Nietzsche died in 1900 when he was only 55 years old, but his work left a profound impact on Western thought. An avowed atheist, his extensive writings on religion helped pave the way for the humanist philosophy that would soon take hold in Europe and eventually the United States. He is perhaps most well-known for his notion of the “death of God.” He did not literally mean that God had died, but that the need for traditional religion as a source of knowledge about the world and meaning for existence was no longer necessary in the face of modern science.

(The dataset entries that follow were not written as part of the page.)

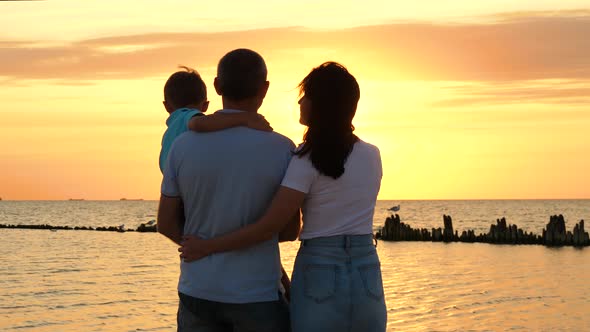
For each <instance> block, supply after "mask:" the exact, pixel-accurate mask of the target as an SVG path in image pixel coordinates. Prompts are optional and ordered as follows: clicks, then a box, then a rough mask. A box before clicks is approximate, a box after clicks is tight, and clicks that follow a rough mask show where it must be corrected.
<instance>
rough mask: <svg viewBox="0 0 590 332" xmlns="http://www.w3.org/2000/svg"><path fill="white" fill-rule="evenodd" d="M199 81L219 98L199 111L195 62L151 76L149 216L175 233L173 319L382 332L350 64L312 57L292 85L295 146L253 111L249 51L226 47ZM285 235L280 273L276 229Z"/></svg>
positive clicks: (277, 244) (193, 322)
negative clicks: (150, 206) (301, 142)
mask: <svg viewBox="0 0 590 332" xmlns="http://www.w3.org/2000/svg"><path fill="white" fill-rule="evenodd" d="M213 85H214V87H215V91H216V92H217V94H218V95H220V96H221V98H222V105H223V109H221V110H219V111H217V112H215V113H213V114H211V115H205V114H204V113H205V112H206V111H207V108H208V105H209V101H208V99H207V87H206V85H205V83H204V82H203V80H202V79H201V77H200V75H199V74H198V73H197V72H196V71H194V70H192V69H189V68H185V69H184V70H183V71H179V72H176V73H174V74H173V75H172V76H170V78H169V79H168V81H167V82H166V84H165V87H164V106H165V108H166V110H167V112H168V113H169V114H170V115H169V117H168V120H167V121H166V125H167V126H168V128H167V130H166V132H165V134H164V137H163V138H162V150H161V153H160V169H161V170H162V173H163V180H162V187H161V198H160V205H159V210H158V219H157V222H158V223H157V227H158V231H159V232H160V233H161V234H163V235H164V236H166V237H168V238H169V239H171V240H172V241H174V242H175V243H177V244H178V245H179V249H178V250H179V252H180V257H181V263H180V278H179V282H178V296H179V298H180V301H179V307H178V316H177V322H178V331H207V332H209V331H211V332H213V331H234V332H241V331H295V332H298V331H306V332H309V331H367V332H369V331H385V329H386V321H387V312H386V306H385V298H384V294H383V283H382V279H381V269H380V263H379V258H378V256H377V251H376V248H375V242H374V239H373V214H374V210H375V203H376V200H377V194H378V192H379V188H380V184H381V177H382V166H381V157H380V154H379V150H378V149H377V147H375V146H373V145H371V144H369V143H367V142H364V141H363V140H361V139H360V138H359V137H357V136H356V135H355V134H354V133H353V131H354V126H353V125H352V120H353V118H354V116H355V113H356V109H357V103H358V100H359V97H360V89H359V85H358V83H357V81H356V79H355V78H354V76H352V75H351V74H350V73H349V72H348V70H347V69H346V68H345V67H344V66H342V65H340V64H338V63H335V62H326V63H323V64H321V65H319V66H318V67H316V68H314V69H313V70H312V71H311V72H310V73H309V74H308V75H307V76H306V77H305V78H304V79H303V80H302V81H301V82H300V83H299V91H300V99H299V107H300V118H299V122H300V123H301V124H302V125H304V126H306V127H307V130H306V132H305V135H304V137H303V142H302V143H301V144H300V145H299V146H297V147H296V146H295V144H293V142H292V141H291V140H290V139H288V138H287V137H285V136H282V135H280V134H278V133H276V132H274V131H272V128H271V127H270V125H269V123H268V122H267V121H266V120H265V118H264V117H262V116H261V115H259V114H258V113H257V112H258V109H259V108H260V106H261V105H262V102H263V100H264V98H265V96H266V94H267V91H268V88H269V82H268V80H267V67H266V64H265V61H264V59H263V58H262V57H261V56H260V55H259V54H258V53H256V52H254V51H252V50H248V49H236V50H233V51H231V52H229V53H227V54H226V55H225V56H223V57H222V58H221V60H219V63H218V66H217V76H216V78H215V80H214V82H213ZM296 239H299V240H300V243H301V244H300V248H299V251H298V253H297V257H296V260H295V265H294V267H293V274H292V276H291V283H290V282H289V278H288V276H287V275H286V273H285V270H284V269H282V267H281V258H280V251H279V241H294V240H296Z"/></svg>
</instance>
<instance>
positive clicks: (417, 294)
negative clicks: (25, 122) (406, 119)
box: [0, 200, 590, 331]
mask: <svg viewBox="0 0 590 332" xmlns="http://www.w3.org/2000/svg"><path fill="white" fill-rule="evenodd" d="M398 203H400V202H383V201H382V202H379V205H378V208H377V211H376V215H375V224H376V226H378V225H381V224H382V223H383V220H384V219H385V217H386V216H387V215H388V214H389V212H388V211H387V208H388V207H390V206H392V205H394V204H398ZM401 205H402V209H401V210H400V212H399V213H400V215H401V216H402V221H404V222H409V223H410V224H411V225H412V226H414V227H417V226H419V227H441V226H442V214H443V213H446V214H451V215H452V216H453V217H454V224H455V228H456V229H459V230H460V231H461V230H463V229H467V228H472V229H476V230H477V231H481V232H485V231H487V229H488V228H489V224H490V223H492V222H493V221H494V220H495V219H496V218H500V217H502V216H506V217H507V220H508V222H511V223H516V224H518V225H519V226H520V227H522V228H525V229H527V230H530V231H535V232H537V233H540V231H541V229H542V228H543V226H544V225H545V224H546V223H547V221H548V219H549V215H551V214H558V213H562V214H564V216H565V217H566V224H567V226H568V229H571V227H572V225H573V224H574V223H575V222H577V221H579V219H586V220H588V219H590V201H588V200H586V201H408V202H401ZM156 206H157V203H156V202H149V201H146V202H86V201H84V202H7V201H1V202H0V223H13V224H44V223H49V224H54V225H70V226H76V225H79V226H82V225H85V226H113V225H120V224H125V225H126V226H127V227H129V228H135V227H136V226H137V225H139V223H142V222H146V221H148V220H150V219H154V218H155V212H156ZM587 228H590V227H587ZM297 246H298V244H297V243H288V244H283V245H281V252H282V257H283V263H284V265H285V267H286V269H287V270H288V271H289V272H290V270H291V268H292V263H293V259H294V256H295V254H296V250H297ZM377 249H378V251H379V255H380V257H381V262H382V271H383V279H384V287H385V296H386V299H387V305H388V313H389V317H388V319H389V322H388V324H389V326H388V329H389V330H391V331H468V330H472V331H505V330H514V331H556V330H558V331H584V330H589V329H590V328H589V327H590V310H589V309H590V305H589V303H590V281H588V280H586V279H587V276H588V275H590V250H589V249H590V248H585V249H574V248H567V247H563V248H545V247H542V246H512V245H487V244H462V243H452V244H443V243H430V242H422V243H410V242H389V243H388V242H379V246H378V248H377ZM0 257H2V259H1V260H0V331H172V330H174V329H175V325H176V324H175V319H176V307H177V297H176V283H177V278H178V256H177V252H176V247H175V245H174V244H173V243H172V242H170V241H168V240H166V239H165V238H163V237H162V236H160V235H158V234H155V233H148V234H136V233H110V232H107V233H103V232H92V231H57V232H50V231H44V230H7V229H0Z"/></svg>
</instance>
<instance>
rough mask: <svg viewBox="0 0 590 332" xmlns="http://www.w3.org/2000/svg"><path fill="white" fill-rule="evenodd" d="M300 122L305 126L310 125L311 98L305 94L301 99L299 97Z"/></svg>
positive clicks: (299, 117) (310, 111)
mask: <svg viewBox="0 0 590 332" xmlns="http://www.w3.org/2000/svg"><path fill="white" fill-rule="evenodd" d="M298 103H299V123H301V124H302V125H304V126H308V125H309V116H310V113H311V100H309V98H307V97H305V95H303V97H301V99H299V102H298Z"/></svg>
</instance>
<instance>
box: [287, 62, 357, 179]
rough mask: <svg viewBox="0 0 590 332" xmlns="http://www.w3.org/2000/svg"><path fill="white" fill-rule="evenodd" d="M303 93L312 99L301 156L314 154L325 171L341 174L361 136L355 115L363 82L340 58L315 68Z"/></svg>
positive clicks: (325, 172)
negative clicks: (356, 108) (354, 124)
mask: <svg viewBox="0 0 590 332" xmlns="http://www.w3.org/2000/svg"><path fill="white" fill-rule="evenodd" d="M299 91H300V94H301V95H304V96H305V98H308V99H309V101H311V112H310V114H309V117H308V119H307V122H308V123H306V125H307V126H308V128H307V131H306V132H305V135H304V136H303V145H302V147H301V149H299V150H298V151H296V152H295V155H298V156H299V157H302V156H305V155H307V154H308V153H309V154H310V159H311V163H312V164H313V166H314V167H315V168H316V169H317V170H318V171H319V172H320V173H321V174H323V175H326V176H330V177H333V178H334V179H337V178H339V177H340V176H341V175H342V174H344V163H345V162H346V159H347V158H348V156H349V155H350V153H351V152H352V148H353V146H354V143H355V142H356V141H357V140H358V137H356V135H354V134H353V133H352V132H353V131H354V126H353V125H352V118H354V114H355V113H356V106H357V103H358V100H359V97H360V89H359V85H358V83H357V81H356V79H355V78H354V76H352V75H351V74H350V73H349V72H348V70H346V68H345V67H344V66H342V65H341V64H338V63H336V62H325V63H323V64H321V65H320V66H319V67H316V68H314V69H313V70H312V71H311V73H309V75H307V76H306V77H305V78H304V79H303V81H301V83H299Z"/></svg>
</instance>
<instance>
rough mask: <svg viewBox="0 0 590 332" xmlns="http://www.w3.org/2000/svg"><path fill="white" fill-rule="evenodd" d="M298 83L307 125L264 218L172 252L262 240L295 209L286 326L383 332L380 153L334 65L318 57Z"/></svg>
mask: <svg viewBox="0 0 590 332" xmlns="http://www.w3.org/2000/svg"><path fill="white" fill-rule="evenodd" d="M299 88H300V93H301V95H302V97H301V99H300V100H299V105H300V111H301V114H300V120H299V121H300V122H301V124H303V125H306V126H307V127H308V129H307V131H306V133H305V136H304V139H303V143H302V144H301V145H300V146H299V148H298V149H297V151H295V153H294V154H295V155H294V156H293V158H292V159H291V162H290V164H289V168H288V169H287V172H286V174H285V177H284V179H283V181H282V184H281V187H280V189H279V190H278V191H277V193H276V195H275V197H274V199H273V201H272V203H271V206H270V207H269V208H268V210H267V211H266V213H265V215H264V216H262V217H261V218H260V220H258V221H257V222H256V223H254V224H251V225H248V226H246V227H244V228H242V229H240V230H237V231H235V232H233V233H230V234H227V235H224V236H221V237H218V238H214V239H208V240H200V239H196V238H192V237H191V238H187V239H186V240H185V242H184V243H183V246H182V247H181V248H180V249H179V250H180V251H181V257H182V258H184V259H185V261H191V260H195V259H199V258H202V257H204V256H206V255H209V254H212V253H215V252H221V251H229V250H236V249H241V248H244V247H248V246H251V245H253V244H256V243H258V242H262V241H265V240H268V239H270V238H271V237H272V235H273V234H275V233H278V232H279V231H280V230H281V229H282V228H283V227H284V226H285V224H286V223H287V221H288V220H289V219H290V218H289V217H290V216H292V215H294V214H295V213H296V212H297V211H298V209H299V208H301V209H302V213H303V228H302V231H301V234H300V239H301V247H300V249H299V252H298V254H297V258H296V260H295V266H294V270H293V276H292V288H291V325H292V327H293V330H294V331H296V332H297V331H385V326H386V320H387V313H386V307H385V299H384V296H383V284H382V280H381V271H380V264H379V258H378V256H377V252H376V250H375V246H374V244H373V237H372V232H373V229H372V228H373V213H374V210H375V202H376V200H377V193H378V192H379V187H380V183H381V175H382V169H381V158H380V155H379V150H378V149H377V148H376V147H375V146H373V145H370V144H368V143H365V142H363V141H362V140H360V139H359V138H358V137H357V136H356V135H354V134H353V130H354V126H353V125H352V119H353V117H354V115H355V112H356V108H357V103H358V100H359V96H360V90H359V86H358V83H357V82H356V80H355V78H354V77H353V76H352V75H351V74H350V73H349V72H348V71H347V70H346V68H344V67H343V66H342V65H340V64H338V63H335V62H326V63H324V64H322V65H320V66H319V67H317V68H314V69H313V70H312V71H311V73H310V74H309V75H307V77H305V78H304V79H303V81H302V82H301V83H300V84H299Z"/></svg>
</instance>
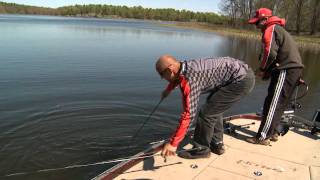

Nietzsche held that Christianity and other traditional religions had served as a protection against a destructive form of nihilism by providing people with a comprehensive worldview that assigned meaning to their lives and a means of understanding the world around them. However, because science now explained so many things that had previously been relegated to the domain of religion, a new form of nihilism was necessary. In Nietzsche’s words, the new nihilism of the modern world led to the “will to nothingness.” This was not necessarily a bad thing but rather something to be met with a new philosophical grounding.